# Amico 2
Michael Scofield
era un genio.
Una mente creativa brillante; un uomo
capace di cogliere ogni aspetto di una situazione e di analizzarne ogni
componente, mettendone in luce i dettagli più insignificanti.
Michael Scofield
era un uomo che non poteva essere fermato. Almeno non da un altro essere umano.

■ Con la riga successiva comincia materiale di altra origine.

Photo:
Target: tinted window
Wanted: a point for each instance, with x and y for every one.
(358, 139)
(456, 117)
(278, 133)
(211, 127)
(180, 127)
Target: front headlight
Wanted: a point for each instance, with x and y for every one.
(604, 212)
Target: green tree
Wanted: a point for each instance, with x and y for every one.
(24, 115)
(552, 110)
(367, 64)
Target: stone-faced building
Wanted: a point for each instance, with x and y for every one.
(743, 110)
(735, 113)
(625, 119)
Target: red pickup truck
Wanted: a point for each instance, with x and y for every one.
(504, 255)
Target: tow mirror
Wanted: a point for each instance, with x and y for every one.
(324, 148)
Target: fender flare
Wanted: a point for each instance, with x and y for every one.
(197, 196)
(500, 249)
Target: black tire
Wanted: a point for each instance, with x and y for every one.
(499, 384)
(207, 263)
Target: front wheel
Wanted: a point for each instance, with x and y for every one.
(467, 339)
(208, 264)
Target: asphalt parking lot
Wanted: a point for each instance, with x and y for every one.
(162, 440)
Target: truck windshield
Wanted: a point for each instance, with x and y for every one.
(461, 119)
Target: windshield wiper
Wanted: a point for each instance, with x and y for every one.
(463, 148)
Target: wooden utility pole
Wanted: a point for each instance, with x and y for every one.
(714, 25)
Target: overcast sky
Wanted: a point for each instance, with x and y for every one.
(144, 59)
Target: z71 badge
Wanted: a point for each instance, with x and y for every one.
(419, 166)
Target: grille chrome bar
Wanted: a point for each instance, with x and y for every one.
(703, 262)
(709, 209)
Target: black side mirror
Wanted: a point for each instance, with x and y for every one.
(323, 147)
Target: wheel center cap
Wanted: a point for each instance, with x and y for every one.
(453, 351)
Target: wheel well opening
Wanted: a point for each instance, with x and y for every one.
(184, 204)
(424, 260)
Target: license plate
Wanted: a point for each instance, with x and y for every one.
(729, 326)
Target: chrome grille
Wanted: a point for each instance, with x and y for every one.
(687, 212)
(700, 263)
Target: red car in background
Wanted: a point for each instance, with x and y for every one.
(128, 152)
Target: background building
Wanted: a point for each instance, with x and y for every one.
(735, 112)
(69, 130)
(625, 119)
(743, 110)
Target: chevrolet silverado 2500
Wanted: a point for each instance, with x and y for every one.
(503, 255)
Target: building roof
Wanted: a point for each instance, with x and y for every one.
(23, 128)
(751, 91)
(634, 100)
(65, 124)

E ve lo dice uno che ha passato la vita a rincorrere gente di ogni tipo. Ve lo
dice uno che ha passato mesi a braccare Michael Scofield,
a inseguirlo come il lupo insegue la sua preda.
Scofield, per me, è
stato a lungo una preda; un’ossessione.
Perché non lo capivo. Non lo decifravo.
Un bravo ragazzo che si era fatto
arrestare senza un vero perché. Un bravo ragazzo con la faccia pulita e il
corpo ricoperto di tatuaggi. Un bravo ragazzo a cui io non volevo credere.
Perché i bravi ragazzi non rapinano le
banche e non si ricoprono di disegni gotici il petto e la schiena. Perché i
bravi ragazzi non finisco in prigione; e soprattutto i bravi ragazzi dalle
prigioni non evadono. Portandosi dietro altre sette persone, poi.
Michael Scofield,
invece, era un bravo ragazzo. Forse il miglior bravo ragazzo che abbia mai
incontrato in tutta la mia vita. Uno che è stato disposto a farsi marchiare, a
portarsi sulle spalle il peso di scelte difficili solo perché nessuno gli ha
lasciato altra scelta. Solo perché non ha potuto scegliere.
Ecco chi era Michael Scofield.
Ecco chi era l’uomo che per me è diventato
un amico. Un uomo che mi ha usato più di una volta; un uomo che non si fidava
di me. Ma che quando mi ha dato la sua parola che mi avrebbe tirato fuori dai
guai, c’è stato. C’è sempre stato. Anche se gli avevo ammazzato il padre.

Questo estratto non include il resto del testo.